Therapeutic cancer vaccine made of cancer cell-derived nanovesicles produced by oxidative stress-induced expression of damage-associated molecular pattern and filter extrusion

• Main Authors: Chin-Yi Chung, 鐘晉毅
• Other Authors: 陳賜原
• Format: Others
• Language: zh-TW
• Published: 2019
• Online Access: http://ndltd.ncl.edu.tw/handle/e3ma84

碩士 === 國立中央大學 === 物理學系 === 107 === Photodynamic therapy (PDT)-based cancer vaccine has been shown to be a more effective modality for treating cancer in animal models compared to other methods used to generate therapeutic cancer cell-derived vaccines.
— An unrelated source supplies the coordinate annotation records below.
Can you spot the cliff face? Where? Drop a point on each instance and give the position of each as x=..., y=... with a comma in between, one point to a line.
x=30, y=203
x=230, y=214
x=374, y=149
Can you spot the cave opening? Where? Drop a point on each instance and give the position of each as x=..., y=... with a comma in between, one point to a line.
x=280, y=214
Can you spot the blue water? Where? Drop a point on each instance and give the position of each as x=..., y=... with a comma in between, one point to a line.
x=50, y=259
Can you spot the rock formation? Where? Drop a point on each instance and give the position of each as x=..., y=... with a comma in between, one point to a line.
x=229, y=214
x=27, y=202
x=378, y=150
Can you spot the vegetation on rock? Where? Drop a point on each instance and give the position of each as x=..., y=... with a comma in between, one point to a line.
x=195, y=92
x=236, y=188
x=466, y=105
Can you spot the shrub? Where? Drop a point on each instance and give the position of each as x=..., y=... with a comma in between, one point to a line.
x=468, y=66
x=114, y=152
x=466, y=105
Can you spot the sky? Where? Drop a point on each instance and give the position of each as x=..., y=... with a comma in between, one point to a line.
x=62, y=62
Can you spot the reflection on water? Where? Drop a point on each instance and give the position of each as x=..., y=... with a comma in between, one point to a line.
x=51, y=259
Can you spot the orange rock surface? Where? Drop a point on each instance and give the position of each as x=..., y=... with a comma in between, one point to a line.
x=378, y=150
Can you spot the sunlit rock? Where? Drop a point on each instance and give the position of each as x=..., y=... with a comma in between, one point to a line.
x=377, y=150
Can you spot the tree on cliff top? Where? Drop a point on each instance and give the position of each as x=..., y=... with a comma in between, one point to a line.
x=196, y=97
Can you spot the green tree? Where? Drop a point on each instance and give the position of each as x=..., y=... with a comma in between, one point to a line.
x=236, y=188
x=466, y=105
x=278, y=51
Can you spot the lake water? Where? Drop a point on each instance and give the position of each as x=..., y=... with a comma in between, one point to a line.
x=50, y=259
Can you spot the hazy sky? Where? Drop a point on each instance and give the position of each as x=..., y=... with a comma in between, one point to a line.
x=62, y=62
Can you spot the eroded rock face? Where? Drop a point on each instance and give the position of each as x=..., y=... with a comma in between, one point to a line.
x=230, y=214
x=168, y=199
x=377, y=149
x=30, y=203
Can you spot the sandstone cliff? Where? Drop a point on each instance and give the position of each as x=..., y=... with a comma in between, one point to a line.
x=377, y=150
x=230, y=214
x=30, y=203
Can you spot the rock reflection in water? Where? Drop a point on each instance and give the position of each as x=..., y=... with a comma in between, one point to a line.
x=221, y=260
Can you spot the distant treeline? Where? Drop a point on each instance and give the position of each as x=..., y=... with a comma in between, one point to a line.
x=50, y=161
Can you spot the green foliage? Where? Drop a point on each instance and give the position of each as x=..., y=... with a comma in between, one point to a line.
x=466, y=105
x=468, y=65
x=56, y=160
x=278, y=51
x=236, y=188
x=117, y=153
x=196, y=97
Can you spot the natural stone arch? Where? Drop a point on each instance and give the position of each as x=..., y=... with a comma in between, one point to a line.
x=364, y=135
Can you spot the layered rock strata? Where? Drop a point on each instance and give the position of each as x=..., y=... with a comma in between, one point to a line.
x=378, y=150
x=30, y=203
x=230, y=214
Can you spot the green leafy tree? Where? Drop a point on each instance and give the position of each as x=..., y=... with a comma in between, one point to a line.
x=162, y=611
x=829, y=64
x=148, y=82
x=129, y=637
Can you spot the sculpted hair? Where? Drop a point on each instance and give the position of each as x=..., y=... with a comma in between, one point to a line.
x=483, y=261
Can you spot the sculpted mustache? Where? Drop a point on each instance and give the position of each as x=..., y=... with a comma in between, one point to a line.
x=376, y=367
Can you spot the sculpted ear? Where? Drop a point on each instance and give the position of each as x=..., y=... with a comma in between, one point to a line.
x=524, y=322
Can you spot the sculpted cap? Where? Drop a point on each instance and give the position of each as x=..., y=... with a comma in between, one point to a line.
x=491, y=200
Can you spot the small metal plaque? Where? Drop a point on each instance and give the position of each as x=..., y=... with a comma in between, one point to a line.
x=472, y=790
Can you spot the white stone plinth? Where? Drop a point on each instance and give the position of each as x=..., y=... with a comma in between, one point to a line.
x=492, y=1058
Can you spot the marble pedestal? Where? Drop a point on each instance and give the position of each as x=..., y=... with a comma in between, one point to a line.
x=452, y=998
The higher efficacy seems to result from the generation of cell membrane nanovesicles or fragments that carry both cancer cell-specific antigens and a high surface content of HSP70 or other damage-associated molecular pattern molecules induced by oxidative stress. Aiming to develop more effective cancer vaccine along this direction, we explored cancer vaccines generated using different sources of oxidative stress, including photosensitizers that target different parts of the cells, externally added H2O2, and cold atmospheric plasma (CAP) jet. Furthermore, we explored cancer vaccines generated by using filter extrusion to produce nanovesicles from cancer cells after oxidative stress treatment. Through the tests of activating macrophages to secret NO, killing of cancer cells by co-cultured macrophages primed by the vaccines, and animal test, it is found that the vaccine based on nanovesicles generated by filter extrusion was generally more effective than that by spontaneous release of nanovesicles. In addition, the vaccine generated by using CAP jet treatment was the most effective compared to other sources of oxidative stress. The combination of CAP jet treatment and filter extrusion resulted in a vaccine that could lead to a total regression of the tumor in the mouse model, promising for human test.